Do as I do, not as I say! Parents can be a postive influence in creating behavior.

Creating Behavior

"Self-belief does not necessarily ensure success, but self-disbelief assuredly spawns failure."
Albert Bandura, 1997

As much as we would like to believe that our words are getting through, the reality of the situation is that our actions have a much bigger impact
on creating behavior.  Words say a lot - actions scream.  This is the reason it is of the utmost importance that we show our kids how to act.
It's not just a good idea there is a whole theory centered on it, developed by Albert Bandura in 1977, The Social Learning Teory is the most influential theory in child development.
The key to creating behavior in kids that parents want is:



Have you heard of the Bobo doll experiments?  

Young children, individually, were shown a video of a woman in a room with many toys, one of them a Bobo doll.  The woman picked up a mallet and hit the Bobo doll while speaking aggressively to the doll; she beat that Bobo doll up.  Later the children, one at a time where allowed to play in the room, with the Bobo doll, the mallet, and many other toys tea sets, balls , dart guns…  The result was that most of the children that were exposed to the aggressive video imitated the behavior, including the aggressive speaking. Click here to see the video.

Why is this important?

Children learn how to act from their parents!  

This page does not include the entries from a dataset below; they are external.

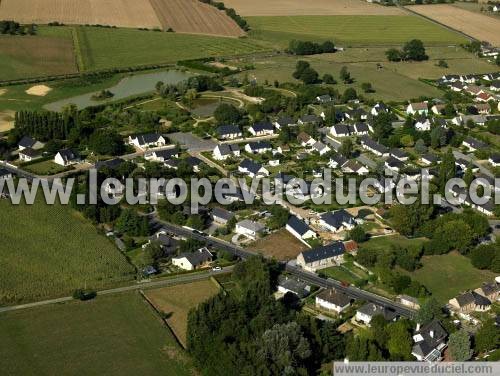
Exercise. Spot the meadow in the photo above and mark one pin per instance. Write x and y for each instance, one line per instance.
(176, 302)
(49, 250)
(350, 30)
(110, 335)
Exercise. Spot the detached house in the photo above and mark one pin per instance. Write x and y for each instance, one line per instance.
(417, 108)
(261, 129)
(337, 221)
(322, 257)
(333, 300)
(429, 342)
(300, 229)
(147, 141)
(66, 157)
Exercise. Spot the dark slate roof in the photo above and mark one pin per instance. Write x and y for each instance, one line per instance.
(227, 129)
(27, 142)
(335, 297)
(372, 310)
(262, 126)
(298, 225)
(338, 217)
(323, 252)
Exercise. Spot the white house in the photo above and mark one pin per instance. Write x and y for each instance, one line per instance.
(332, 300)
(66, 157)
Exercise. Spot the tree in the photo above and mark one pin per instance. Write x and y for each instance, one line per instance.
(428, 311)
(345, 76)
(460, 347)
(414, 50)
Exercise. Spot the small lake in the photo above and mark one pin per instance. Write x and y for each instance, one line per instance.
(127, 87)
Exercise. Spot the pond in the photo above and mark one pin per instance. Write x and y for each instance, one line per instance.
(127, 87)
(204, 107)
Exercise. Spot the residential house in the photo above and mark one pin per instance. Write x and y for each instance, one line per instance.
(29, 143)
(200, 258)
(373, 146)
(289, 284)
(66, 157)
(417, 109)
(224, 151)
(337, 221)
(367, 312)
(221, 216)
(259, 147)
(429, 342)
(162, 155)
(249, 228)
(332, 300)
(285, 121)
(228, 132)
(147, 141)
(300, 229)
(261, 129)
(321, 257)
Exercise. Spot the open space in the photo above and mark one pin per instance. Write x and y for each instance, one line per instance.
(281, 245)
(49, 250)
(110, 335)
(445, 276)
(351, 30)
(310, 7)
(177, 301)
(479, 26)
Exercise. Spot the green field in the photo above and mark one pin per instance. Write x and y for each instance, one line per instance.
(48, 251)
(445, 276)
(111, 335)
(350, 30)
(108, 48)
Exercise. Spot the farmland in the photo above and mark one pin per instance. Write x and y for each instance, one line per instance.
(38, 263)
(177, 301)
(111, 335)
(476, 25)
(316, 7)
(193, 16)
(350, 30)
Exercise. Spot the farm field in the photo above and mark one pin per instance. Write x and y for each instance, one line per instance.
(193, 16)
(110, 335)
(281, 245)
(38, 263)
(479, 26)
(350, 30)
(177, 301)
(49, 52)
(124, 13)
(108, 48)
(316, 7)
(448, 275)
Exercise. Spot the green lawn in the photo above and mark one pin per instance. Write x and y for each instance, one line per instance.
(350, 30)
(108, 48)
(49, 250)
(448, 275)
(110, 335)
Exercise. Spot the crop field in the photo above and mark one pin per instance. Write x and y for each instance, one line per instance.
(110, 335)
(351, 30)
(124, 13)
(49, 250)
(50, 52)
(479, 26)
(193, 16)
(309, 7)
(107, 48)
(177, 301)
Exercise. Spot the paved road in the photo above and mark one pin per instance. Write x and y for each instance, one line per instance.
(306, 276)
(137, 286)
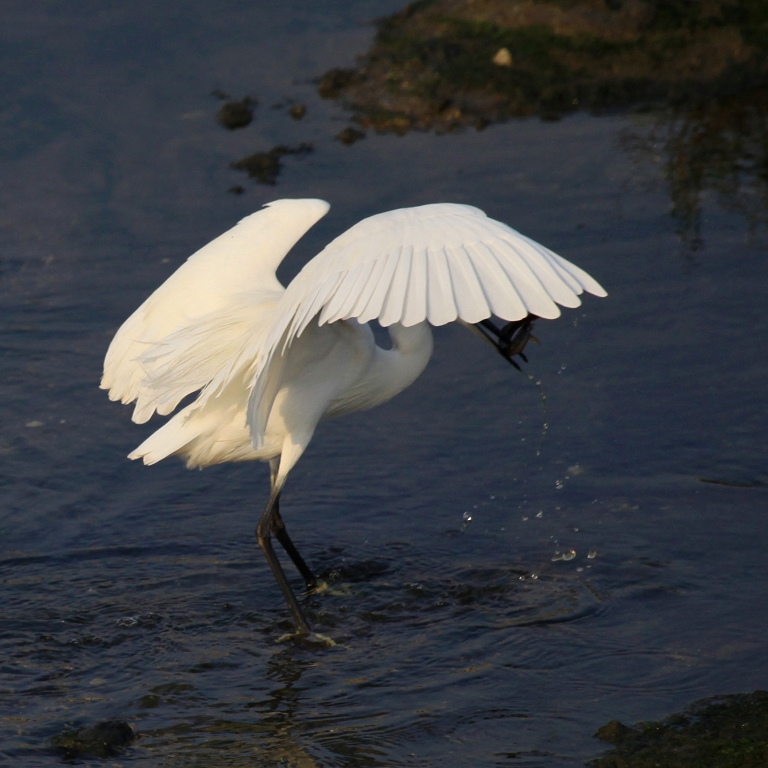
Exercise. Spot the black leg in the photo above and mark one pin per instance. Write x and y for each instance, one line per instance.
(263, 534)
(281, 533)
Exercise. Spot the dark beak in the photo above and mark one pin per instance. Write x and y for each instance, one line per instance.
(509, 340)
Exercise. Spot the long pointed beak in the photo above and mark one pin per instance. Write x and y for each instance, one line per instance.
(510, 340)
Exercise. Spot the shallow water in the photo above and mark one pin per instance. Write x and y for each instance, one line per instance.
(440, 521)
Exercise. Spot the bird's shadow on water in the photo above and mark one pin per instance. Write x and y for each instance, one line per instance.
(404, 591)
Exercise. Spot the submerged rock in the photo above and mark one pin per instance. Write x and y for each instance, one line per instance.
(721, 732)
(105, 739)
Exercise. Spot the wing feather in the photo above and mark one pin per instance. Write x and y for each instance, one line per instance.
(242, 259)
(438, 263)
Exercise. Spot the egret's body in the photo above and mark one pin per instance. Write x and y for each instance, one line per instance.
(269, 363)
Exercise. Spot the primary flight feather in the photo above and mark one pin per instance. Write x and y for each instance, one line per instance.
(268, 363)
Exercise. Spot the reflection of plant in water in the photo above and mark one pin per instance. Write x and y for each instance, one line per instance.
(719, 145)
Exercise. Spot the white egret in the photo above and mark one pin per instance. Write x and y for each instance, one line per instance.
(268, 363)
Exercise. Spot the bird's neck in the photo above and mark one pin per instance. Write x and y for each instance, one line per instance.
(390, 370)
(397, 368)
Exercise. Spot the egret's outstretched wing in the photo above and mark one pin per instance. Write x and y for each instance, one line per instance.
(244, 258)
(439, 263)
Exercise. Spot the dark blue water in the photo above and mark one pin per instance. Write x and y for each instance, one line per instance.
(440, 520)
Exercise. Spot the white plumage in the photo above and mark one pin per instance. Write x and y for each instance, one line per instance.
(270, 362)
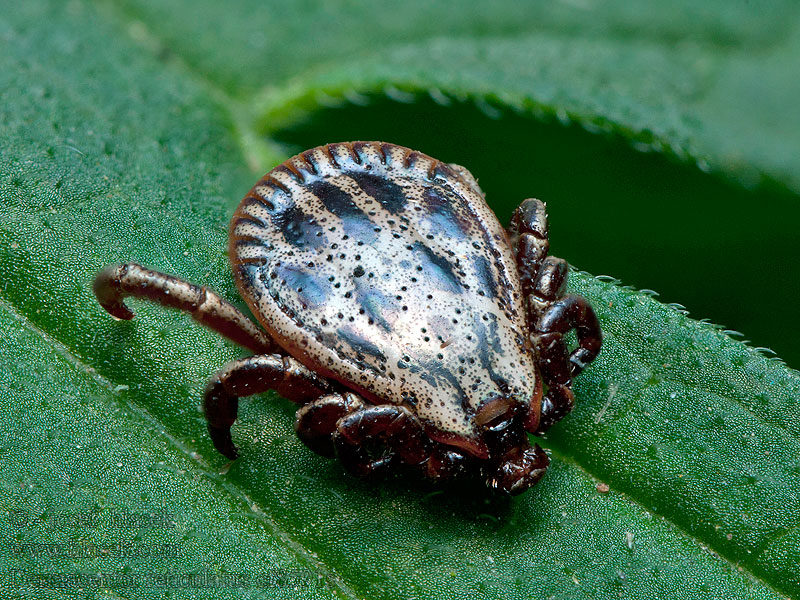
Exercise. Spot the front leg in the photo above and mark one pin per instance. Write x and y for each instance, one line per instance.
(551, 314)
(254, 375)
(117, 282)
(369, 439)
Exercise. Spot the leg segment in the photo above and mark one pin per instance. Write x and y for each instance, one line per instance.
(369, 439)
(316, 421)
(254, 375)
(552, 314)
(519, 470)
(116, 282)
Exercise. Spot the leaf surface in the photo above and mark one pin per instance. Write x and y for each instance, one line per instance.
(130, 131)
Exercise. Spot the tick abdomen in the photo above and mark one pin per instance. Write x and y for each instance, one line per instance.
(386, 270)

Have you ever seen your child imitating your behavior? Pretending to clean the house, drive the car, or cooking a meal, putting on your shoes, make-up… 

This list could go on forever, the point is have you ever seen your child using their play time to act like mommy or daddy?  

Creating Behavior Fact: 

Children learn how to be polite or impolite, hostel or friendly, unsympathetic or compassionate from their parents.  Children get their greatest lessons from incidental learning, which is watching how their parents conduct themselves in and out of the home.  These lessons shape their social and moral behavior.  

A lot of pressure?
This might seem like a lot of pressure, in fact some of you may be saying’... 
“Wow, I can’t make any mistakes. I have to be perfect all the time if I want to teach my child appropriate behavior.”

Well that’s just not true, in fact some of the most important lessons your child can learn are from watching you make  mistakes and then going back and correcting them. 

A mother was witnessed disciplining her 5 year old daughter, the same way the mother was disciplined as a child. She would speak in a very loud voice (yelling) and telling the child what they did was wrong “you were being rude, go to your room” (the rude that the mother was referring to was talking to her brother in am abrupt and loud manner, yelling).
That was the end of that interaction, until the mother called the child out of the room and asked her if she had thought about what she did. The little girl answered “yes, I am sorry I was rude.” However, later that day the little girl was being annoyed by her brother, she was observed telling her little brother in a loud voice (yelling) that he was rude and she was going to tell her mother.

A few questions to consider:
  • From the child’s reaction to her little brother what do you think she actually learned? 

  • Did she learn what she did wrong was inappropriate  behavior, or what rude meant?

  • Where do you think this behavior was learned in the first place? 

  • If her mother speaks abruptly when she is doing something inappropriate where is she going to learn the appropriate way to speak to her brother, peers , or adults?

  • Are we even sure that she understands the word rude? or just that it causes trouble and perhaps if she says her brother was rude that he will get in trouble as well.

  • If she truly understood that rude was referring to her yelling then why was she yelling rude at her brother, did she think this was what was appropriate because she saw her mother demonstrating the exact same behavior?